— Имеет, — согласился Лео. — Только он никому неинтересен. Что ты можешь предъявить по факту? Шёл, шёл, а вдруг в итоге не дойдёшь? Учил, учил, а в итоге едва ли что-то выучил. Силы приложены, но выброшены в пустоту.
— Хочешь сказать, что те, кто шёл к какой-нибудь вершине, к тому же Эвересту, но не дошёл — замёрз, сорвался или вернулся ради безопасности — ничего не добились? Их старания канули в пустоту?
— Именно это я и хочу сказать, — промурлыкал Лео с довольной физиономией, радуясь тому, сколь мудрую речь он толкнул. — И особенно это касается тех вещей, которые человек выбрал для себя сам. Бросив задуманное, он просто смирился с бессилием, показал свою несостоятельность, сдался. Видишь ли, для мужчины нет ничего более гнусного, чем смирение. Не мне тебе об этом говорить. Ты и сам горел своей идеей написать книгу, помнишь?
— Не ты ли мне тогда говорил, что это блажь?
— Говорил, — не стал отрицать Лео. — Говорил и снова готов подтвердить свои слова, что в русской литературе после Пастернака никто ничего сто́ящего не написал.
— Да неужели? — возмутился я. — Зощенко?
— Любитель, — безразлично парировал Лео.
— Набоков?
Мой оппонент скривился:
— Американец.
— Стругацкие?
— Фантазёры.
— Сорокин?
— Театрал.
— Пелевин?
— Позёр.
— Довлатов?
— Алкоголик.
Я развёл руками:
— В таком случае, зачем мне пытаться что-то написать, если участь написанного и так уже предрешена?
— Этого я не говорил, — возразил Лео. — Мне понравилось то, что ты давал мне прочесть.
— То есть у меня есть шанс затмить всех выше названных и стать первой путеводной звездой литературы за сто лет?
— Этого я тоже не говорил.
Ну, как тут было не рассмеяться? Лео нёс какую-то несусветную чушь, уверенный на миллион процентов, что он — гений мысли. Уж не ему ли впору было бы присудить звание литературного самородка? Только вот незадача — он сам за всю жизнь добровольно не написал ни одной художественной строки.

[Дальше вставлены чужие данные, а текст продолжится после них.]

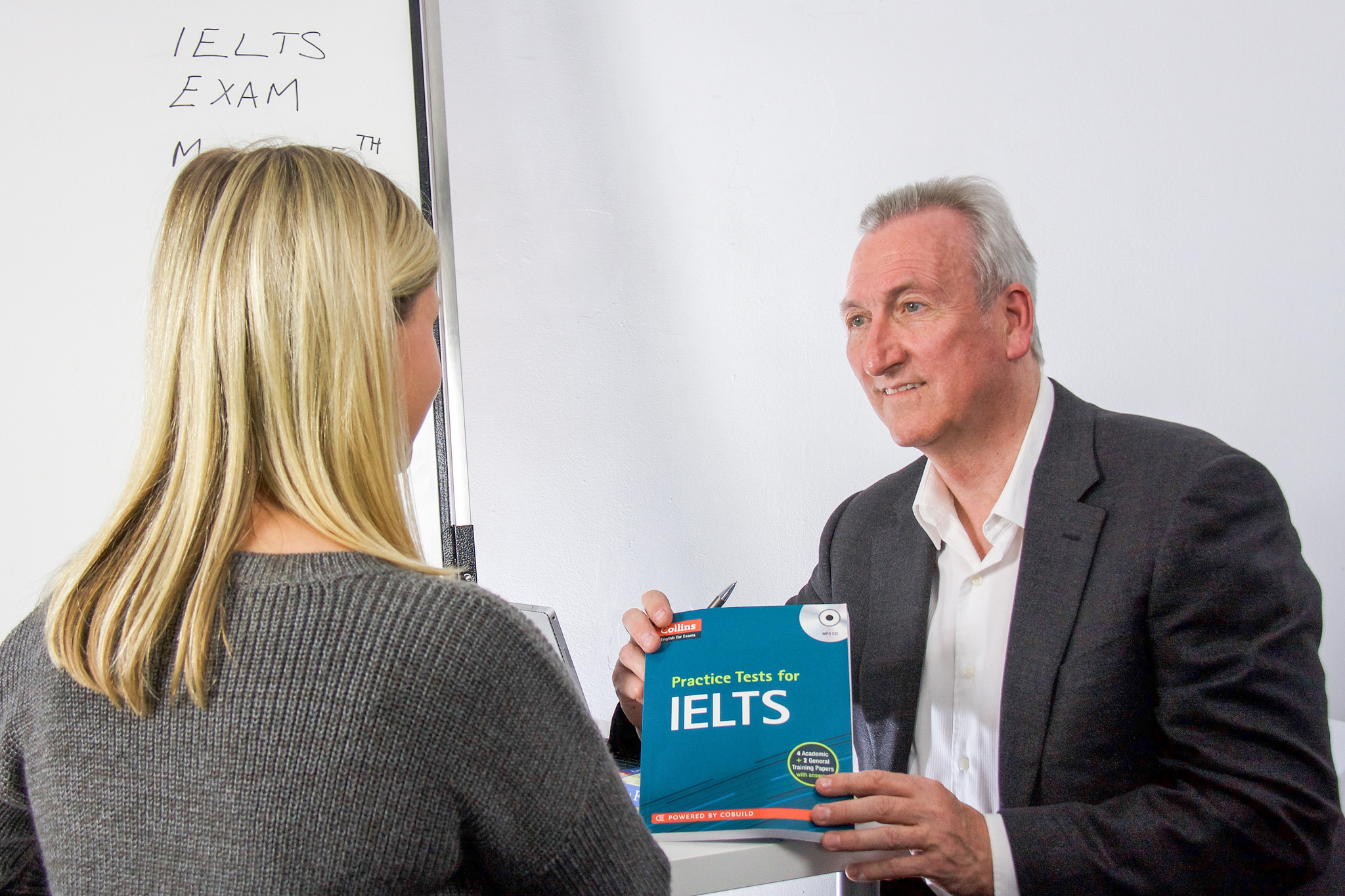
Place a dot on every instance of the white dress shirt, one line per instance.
(957, 736)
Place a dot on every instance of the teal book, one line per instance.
(744, 710)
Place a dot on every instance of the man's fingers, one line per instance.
(883, 837)
(632, 660)
(862, 784)
(658, 609)
(899, 865)
(889, 811)
(642, 630)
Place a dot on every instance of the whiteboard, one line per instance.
(105, 105)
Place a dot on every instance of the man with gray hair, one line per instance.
(1083, 643)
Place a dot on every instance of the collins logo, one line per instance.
(681, 630)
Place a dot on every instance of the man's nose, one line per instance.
(883, 349)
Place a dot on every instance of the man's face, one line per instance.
(916, 340)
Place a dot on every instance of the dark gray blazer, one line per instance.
(1164, 710)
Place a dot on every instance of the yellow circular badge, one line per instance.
(811, 761)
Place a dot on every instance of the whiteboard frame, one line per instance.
(455, 509)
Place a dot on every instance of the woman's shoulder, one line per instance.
(23, 652)
(435, 618)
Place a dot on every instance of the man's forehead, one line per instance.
(934, 242)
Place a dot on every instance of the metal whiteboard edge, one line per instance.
(432, 50)
(560, 640)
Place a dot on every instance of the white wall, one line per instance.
(654, 210)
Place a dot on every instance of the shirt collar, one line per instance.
(934, 509)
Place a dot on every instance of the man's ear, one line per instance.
(1019, 314)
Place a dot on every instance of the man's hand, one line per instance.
(938, 837)
(628, 675)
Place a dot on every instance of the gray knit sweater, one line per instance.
(373, 731)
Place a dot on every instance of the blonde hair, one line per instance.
(280, 278)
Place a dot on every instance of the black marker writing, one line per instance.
(261, 55)
(223, 95)
(186, 89)
(282, 35)
(179, 152)
(197, 53)
(278, 93)
(304, 38)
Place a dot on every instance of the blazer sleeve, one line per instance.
(1245, 798)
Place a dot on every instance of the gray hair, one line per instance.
(1001, 254)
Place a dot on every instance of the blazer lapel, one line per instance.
(892, 660)
(1057, 551)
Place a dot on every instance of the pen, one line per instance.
(724, 595)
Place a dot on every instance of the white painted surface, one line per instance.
(793, 867)
(88, 160)
(655, 206)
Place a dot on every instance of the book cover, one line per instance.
(744, 710)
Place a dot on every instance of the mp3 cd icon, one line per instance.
(825, 621)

Разумеется, в школе большинство людей проходило через повинность писать некие сочинения или изложения. Но, во-первых, сочинения эти никогда неискренни в полной мере: от нас всегда требовалось скорее угадать, что хотят увидеть учителя, которым, как правило, претило любое инакомыслие. А во-вторых, сочинительство на заданную тему — никогда не полёт собственной мысли. В самом деле, кто в пятнадцать лет думает о психологии и выразительной иносказательности образа деревьев в романе Льва Толстого «Война и мир»?
В пятнадцать лет я думал и записывал совершенно иные вещи. Да, ещё в том возрасте я ступил на зыбкий путь письменного изложения мыслепотока. Происходило это в форме дневника. Однажды узнав, что все великие умы могут похвастаться обширной библиотекой дневников, мне тоже захотелось стать причастным. И не то, что я тогда относил себя к великим умам, но сомнения в естественности моих дум пришли довольно рано. Началось всё примерно в восемь. Я узнал, что в мире есть смерть.
Я спрашивал маму со слезами на глазах:
— Мама, а ты умрёшь? А папа умрёт? А Рита умрёт?
Мама не знала, что ответить, и ответила «Да», после чего я рыдал ещё сутки. О том, что я тоже когда-нибудь умру, я догадался значительно позже. В тот момент меня больше интересовала участь остальных. Тётя Роксана сказала, что это ненормально. Возможно, она обиделась, что о её смерти я ничего не спрашивал. Меня показали какому-то врачу, и тот развёл руками: «Будем лечить». Лечили меня настоями чабреца и ромашки. И то, и другое имело вкус вяленых чулок, но я прилежно пил. По стакану в день. Видимо, это помогло, и ближайшие лет пять я держал язык за зубами.
В двенадцать меня снова прорвало. Я стал донимать маму вопросом, в чём смысл жизни.
«Это ненормально», — снова заметила тётя Роксана.
И меня повели уже к другому врачу. Этот зачем-то отправил меня к офтальмологу, с тех пор я носил очки.
Венцом моего пытливого подросткового измышления стали мысли о любви. Впервые я влюбился как полагается: сильно и безответно. Так я начал свой первый дневник, где подробно излагал терзания души и все те бредовые порывы, что щекочут нервы наряду с гормональным коктейлем и страхом перед скорыми экзаменами. Мама нашла мой дневник и разнервничалась. Более всего её сокрушал тот факт, что объектом моей любви стала девочка-одноклассница, Наташа: еврейка, и что самое ужасное — страшненькая еврейка. С рыжими волосами, длинным носом, ростом с садового гнома.